The 2025–26 Top 14 season was the 127th French domestic rugby union club competition operated by the Ligue Nationale de Rugby (LNR). Toulouse retained the championship, their fourth title in a row.

== Format ==
The top six teams at the end of the regular season (after all the teams played one another twice, once at home, once away) enter a knockout stage to decide the Champions of France. This consists of three rounds: the teams finishing third to sixth in the table play quarter-finals (hosted by the third and fourth placed teams). The winners then face the top two teams in the semi-finals, with the winners meeting in the final at the Stade de France in Saint-Denis. The LNR uses a slightly different bonus points system from that used in most other rugby competitions. It trialled a new system in 2007–08 explicitly designed to prevent a losing team from earning more than one bonus point in a match, a system that also made it impossible for either team to earn a bonus point in a drawn match. LNR chose to continue with this system for subsequent seasons.

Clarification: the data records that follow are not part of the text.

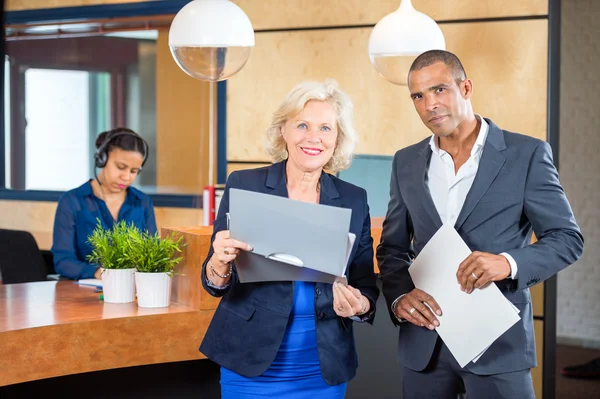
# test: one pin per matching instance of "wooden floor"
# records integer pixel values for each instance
(575, 388)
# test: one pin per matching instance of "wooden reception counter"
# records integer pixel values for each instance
(50, 329)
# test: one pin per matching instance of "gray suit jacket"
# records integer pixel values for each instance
(516, 192)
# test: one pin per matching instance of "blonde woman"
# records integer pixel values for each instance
(294, 339)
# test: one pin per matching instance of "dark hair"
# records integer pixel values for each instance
(127, 142)
(431, 57)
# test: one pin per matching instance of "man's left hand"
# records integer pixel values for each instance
(480, 269)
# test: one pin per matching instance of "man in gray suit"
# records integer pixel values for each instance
(496, 188)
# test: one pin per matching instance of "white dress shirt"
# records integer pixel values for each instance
(448, 189)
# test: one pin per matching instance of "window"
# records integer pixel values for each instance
(104, 67)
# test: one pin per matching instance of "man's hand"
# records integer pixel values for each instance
(415, 308)
(480, 269)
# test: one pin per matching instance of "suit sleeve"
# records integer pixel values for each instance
(395, 251)
(220, 224)
(559, 239)
(362, 274)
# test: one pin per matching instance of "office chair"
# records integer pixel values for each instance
(21, 260)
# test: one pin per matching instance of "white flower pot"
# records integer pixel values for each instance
(153, 289)
(118, 285)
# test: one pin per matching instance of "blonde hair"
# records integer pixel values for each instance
(293, 104)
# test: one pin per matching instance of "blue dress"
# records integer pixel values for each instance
(296, 371)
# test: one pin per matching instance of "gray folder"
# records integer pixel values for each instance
(291, 240)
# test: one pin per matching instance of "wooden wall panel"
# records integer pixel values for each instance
(278, 14)
(537, 298)
(509, 74)
(182, 125)
(18, 5)
(38, 218)
(536, 373)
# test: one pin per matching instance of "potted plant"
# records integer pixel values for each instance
(111, 249)
(154, 260)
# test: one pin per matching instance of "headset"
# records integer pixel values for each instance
(101, 155)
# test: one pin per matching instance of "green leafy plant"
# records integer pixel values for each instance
(126, 246)
(153, 254)
(111, 248)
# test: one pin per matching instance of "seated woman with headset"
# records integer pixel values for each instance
(121, 153)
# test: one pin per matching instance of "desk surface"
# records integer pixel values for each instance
(50, 329)
(60, 302)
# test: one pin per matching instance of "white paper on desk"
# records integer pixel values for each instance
(90, 281)
(470, 323)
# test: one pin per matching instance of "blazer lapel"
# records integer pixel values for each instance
(421, 190)
(276, 181)
(329, 194)
(489, 165)
(276, 185)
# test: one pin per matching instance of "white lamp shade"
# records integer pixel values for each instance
(399, 38)
(211, 23)
(211, 39)
(405, 32)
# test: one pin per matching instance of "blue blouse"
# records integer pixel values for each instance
(76, 218)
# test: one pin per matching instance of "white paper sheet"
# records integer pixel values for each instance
(470, 323)
(90, 282)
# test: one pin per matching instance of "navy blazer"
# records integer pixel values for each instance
(516, 192)
(248, 326)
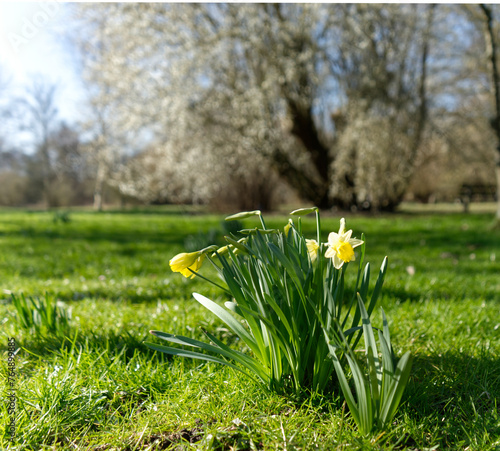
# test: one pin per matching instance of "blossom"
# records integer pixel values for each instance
(341, 246)
(185, 263)
(312, 249)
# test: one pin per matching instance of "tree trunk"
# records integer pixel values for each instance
(99, 188)
(491, 47)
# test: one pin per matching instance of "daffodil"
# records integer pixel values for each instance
(341, 246)
(185, 263)
(312, 249)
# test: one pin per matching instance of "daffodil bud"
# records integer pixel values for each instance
(304, 211)
(243, 215)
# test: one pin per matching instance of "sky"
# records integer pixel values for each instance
(33, 43)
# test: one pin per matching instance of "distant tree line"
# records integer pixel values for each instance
(353, 106)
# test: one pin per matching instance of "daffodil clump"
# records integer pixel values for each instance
(288, 304)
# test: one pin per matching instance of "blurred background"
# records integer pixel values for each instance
(242, 106)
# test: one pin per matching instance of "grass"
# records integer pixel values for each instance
(100, 388)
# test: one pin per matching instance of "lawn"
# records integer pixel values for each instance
(99, 387)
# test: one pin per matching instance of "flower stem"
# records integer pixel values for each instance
(211, 281)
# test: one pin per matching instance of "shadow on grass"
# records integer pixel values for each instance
(458, 394)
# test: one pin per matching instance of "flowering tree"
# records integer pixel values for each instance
(246, 87)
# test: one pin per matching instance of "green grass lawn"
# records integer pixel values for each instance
(100, 388)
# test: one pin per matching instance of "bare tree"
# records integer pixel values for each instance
(490, 27)
(41, 119)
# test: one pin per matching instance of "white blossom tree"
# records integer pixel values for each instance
(234, 92)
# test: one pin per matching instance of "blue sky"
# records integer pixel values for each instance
(33, 43)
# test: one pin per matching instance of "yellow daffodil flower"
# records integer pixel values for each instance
(341, 246)
(185, 262)
(312, 249)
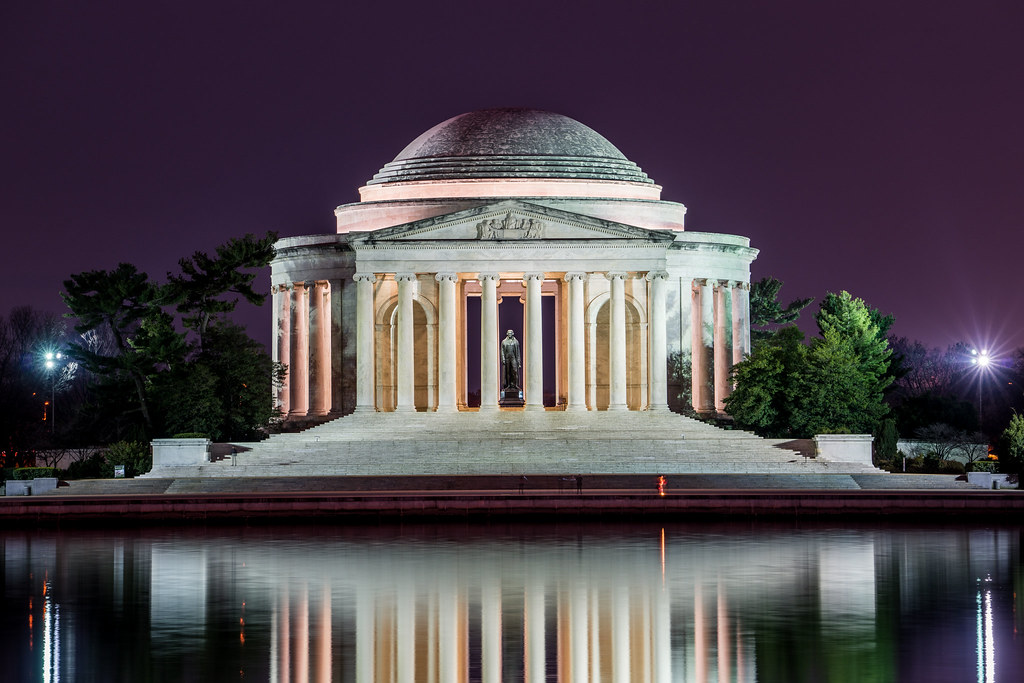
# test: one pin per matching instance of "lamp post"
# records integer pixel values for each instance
(52, 358)
(982, 359)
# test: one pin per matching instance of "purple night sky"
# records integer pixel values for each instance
(872, 146)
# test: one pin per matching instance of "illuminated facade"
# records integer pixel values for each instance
(403, 307)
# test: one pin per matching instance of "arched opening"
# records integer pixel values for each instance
(424, 358)
(635, 375)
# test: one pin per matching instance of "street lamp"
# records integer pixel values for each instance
(982, 359)
(52, 359)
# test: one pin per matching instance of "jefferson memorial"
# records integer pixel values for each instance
(509, 222)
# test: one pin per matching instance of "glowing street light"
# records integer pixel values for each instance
(51, 359)
(982, 359)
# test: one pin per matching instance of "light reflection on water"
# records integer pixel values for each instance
(637, 603)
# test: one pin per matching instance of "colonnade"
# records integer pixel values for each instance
(717, 337)
(302, 341)
(581, 630)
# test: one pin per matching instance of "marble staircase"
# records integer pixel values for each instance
(515, 442)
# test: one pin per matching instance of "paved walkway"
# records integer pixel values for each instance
(532, 484)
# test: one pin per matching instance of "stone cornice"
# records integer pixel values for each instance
(499, 211)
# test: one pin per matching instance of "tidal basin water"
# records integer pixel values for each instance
(572, 603)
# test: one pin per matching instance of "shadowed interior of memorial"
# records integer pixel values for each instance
(509, 219)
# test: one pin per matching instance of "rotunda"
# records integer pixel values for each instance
(509, 219)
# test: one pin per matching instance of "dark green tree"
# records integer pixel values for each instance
(119, 302)
(886, 440)
(217, 381)
(785, 388)
(864, 328)
(838, 395)
(209, 287)
(767, 314)
(768, 384)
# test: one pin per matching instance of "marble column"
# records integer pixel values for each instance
(366, 637)
(704, 345)
(579, 659)
(616, 343)
(577, 345)
(407, 349)
(283, 343)
(445, 342)
(657, 355)
(491, 631)
(299, 366)
(404, 616)
(535, 660)
(320, 348)
(488, 341)
(535, 343)
(740, 321)
(448, 630)
(723, 349)
(621, 666)
(365, 341)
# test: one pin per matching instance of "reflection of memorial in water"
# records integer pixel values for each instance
(642, 605)
(631, 611)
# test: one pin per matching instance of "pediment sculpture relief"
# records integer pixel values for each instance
(509, 228)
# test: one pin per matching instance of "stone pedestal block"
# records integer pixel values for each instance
(845, 447)
(171, 452)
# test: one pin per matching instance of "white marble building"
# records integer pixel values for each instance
(399, 309)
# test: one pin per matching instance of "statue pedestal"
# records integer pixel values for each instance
(511, 398)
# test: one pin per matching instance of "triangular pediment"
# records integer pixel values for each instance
(512, 220)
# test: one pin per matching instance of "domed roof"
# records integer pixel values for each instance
(510, 143)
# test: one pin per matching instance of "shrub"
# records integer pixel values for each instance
(951, 467)
(87, 468)
(25, 473)
(135, 456)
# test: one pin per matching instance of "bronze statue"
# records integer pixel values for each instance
(510, 361)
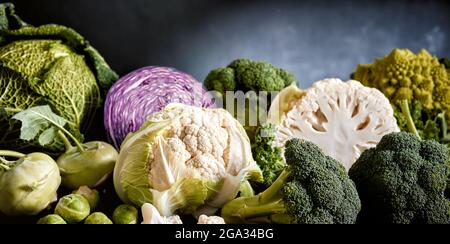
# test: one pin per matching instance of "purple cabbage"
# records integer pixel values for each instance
(144, 91)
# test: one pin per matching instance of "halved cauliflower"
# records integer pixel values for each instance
(185, 159)
(342, 118)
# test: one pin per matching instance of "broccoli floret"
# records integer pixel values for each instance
(268, 157)
(247, 75)
(313, 188)
(402, 181)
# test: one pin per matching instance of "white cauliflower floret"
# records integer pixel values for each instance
(203, 219)
(186, 159)
(343, 118)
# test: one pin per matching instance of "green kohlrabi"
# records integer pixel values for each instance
(27, 185)
(49, 64)
(87, 164)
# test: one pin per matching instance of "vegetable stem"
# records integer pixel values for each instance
(274, 189)
(409, 121)
(4, 164)
(9, 153)
(62, 134)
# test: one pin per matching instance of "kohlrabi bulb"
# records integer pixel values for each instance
(89, 167)
(27, 185)
(90, 194)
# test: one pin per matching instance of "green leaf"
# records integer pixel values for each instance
(39, 121)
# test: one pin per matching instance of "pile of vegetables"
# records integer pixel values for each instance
(373, 149)
(48, 65)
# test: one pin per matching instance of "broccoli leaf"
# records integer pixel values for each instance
(40, 121)
(268, 157)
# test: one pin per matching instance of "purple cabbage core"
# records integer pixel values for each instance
(144, 91)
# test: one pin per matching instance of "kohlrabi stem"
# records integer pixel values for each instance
(409, 121)
(62, 134)
(6, 165)
(8, 153)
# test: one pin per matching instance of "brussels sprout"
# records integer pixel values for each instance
(90, 194)
(27, 185)
(97, 218)
(125, 214)
(90, 164)
(73, 208)
(51, 219)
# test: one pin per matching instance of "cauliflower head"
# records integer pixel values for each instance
(185, 159)
(342, 118)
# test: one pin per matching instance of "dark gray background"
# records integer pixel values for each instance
(313, 39)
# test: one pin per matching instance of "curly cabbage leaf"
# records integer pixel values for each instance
(52, 65)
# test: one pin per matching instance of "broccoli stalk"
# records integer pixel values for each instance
(404, 106)
(313, 188)
(266, 207)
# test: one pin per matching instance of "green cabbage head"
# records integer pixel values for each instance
(49, 64)
(185, 159)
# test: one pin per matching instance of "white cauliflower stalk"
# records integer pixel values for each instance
(342, 118)
(185, 159)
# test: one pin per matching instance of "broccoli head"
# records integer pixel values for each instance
(247, 75)
(402, 181)
(313, 188)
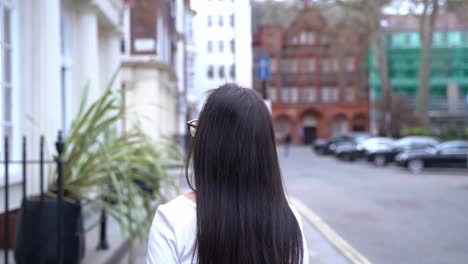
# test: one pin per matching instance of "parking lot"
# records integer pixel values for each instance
(388, 214)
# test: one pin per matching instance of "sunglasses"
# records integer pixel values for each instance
(192, 126)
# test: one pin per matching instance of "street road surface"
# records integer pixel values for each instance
(387, 214)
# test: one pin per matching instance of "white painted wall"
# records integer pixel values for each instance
(241, 33)
(150, 97)
(37, 65)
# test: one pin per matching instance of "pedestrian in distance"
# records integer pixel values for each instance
(287, 144)
(238, 211)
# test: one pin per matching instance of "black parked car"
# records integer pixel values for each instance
(322, 146)
(385, 154)
(358, 149)
(451, 154)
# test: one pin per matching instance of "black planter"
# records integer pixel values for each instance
(36, 233)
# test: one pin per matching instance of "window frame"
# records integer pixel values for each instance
(220, 46)
(284, 96)
(209, 21)
(222, 72)
(210, 72)
(294, 94)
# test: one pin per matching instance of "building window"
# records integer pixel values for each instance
(231, 20)
(294, 95)
(285, 95)
(293, 65)
(444, 38)
(273, 65)
(210, 21)
(209, 46)
(233, 46)
(310, 65)
(271, 39)
(326, 94)
(324, 39)
(464, 37)
(210, 72)
(335, 96)
(6, 85)
(310, 38)
(294, 40)
(303, 37)
(336, 65)
(221, 72)
(272, 94)
(350, 94)
(350, 64)
(310, 94)
(325, 65)
(221, 46)
(232, 72)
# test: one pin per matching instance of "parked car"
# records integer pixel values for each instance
(451, 154)
(358, 149)
(384, 154)
(322, 146)
(329, 146)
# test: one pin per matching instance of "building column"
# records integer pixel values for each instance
(85, 50)
(39, 64)
(109, 61)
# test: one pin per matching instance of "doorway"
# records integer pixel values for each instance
(310, 134)
(310, 129)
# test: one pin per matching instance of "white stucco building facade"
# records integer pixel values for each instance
(222, 30)
(50, 50)
(149, 71)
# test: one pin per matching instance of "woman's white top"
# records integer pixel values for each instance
(173, 232)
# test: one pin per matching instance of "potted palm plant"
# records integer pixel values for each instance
(103, 167)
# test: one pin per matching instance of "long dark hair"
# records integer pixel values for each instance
(242, 212)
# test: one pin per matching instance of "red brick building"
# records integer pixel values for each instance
(318, 84)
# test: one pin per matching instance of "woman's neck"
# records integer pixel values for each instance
(192, 196)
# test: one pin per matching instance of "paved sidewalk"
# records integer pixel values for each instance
(320, 249)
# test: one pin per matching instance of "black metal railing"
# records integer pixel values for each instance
(59, 162)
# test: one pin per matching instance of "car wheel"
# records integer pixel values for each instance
(415, 166)
(380, 160)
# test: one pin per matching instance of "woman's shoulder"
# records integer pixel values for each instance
(178, 209)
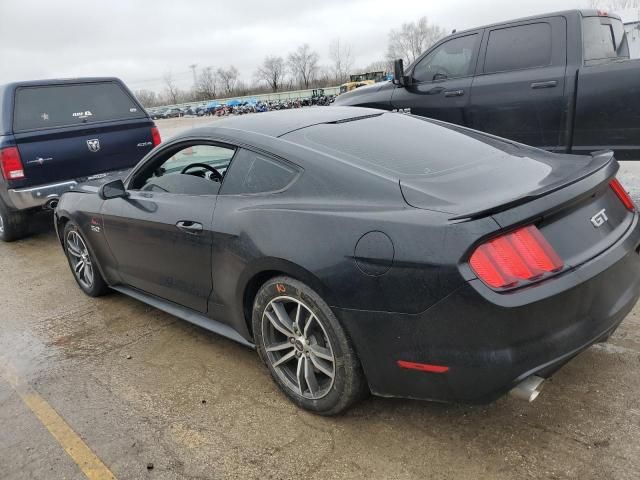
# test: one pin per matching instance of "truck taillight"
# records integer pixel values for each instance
(155, 136)
(523, 255)
(10, 164)
(622, 194)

France's bonus point system operates as follows:

- 4 points for a win.
- 2 points for a draw.
- 1 bonus point for winning while scoring at least 3 more tries than the opponent. This replaces the standard bonus point for scoring 4 tries regardless of the match result.
- 1 bonus point for losing by 5 points (or fewer). The margin had been 7 points until being changed prior to the 2014–15 season.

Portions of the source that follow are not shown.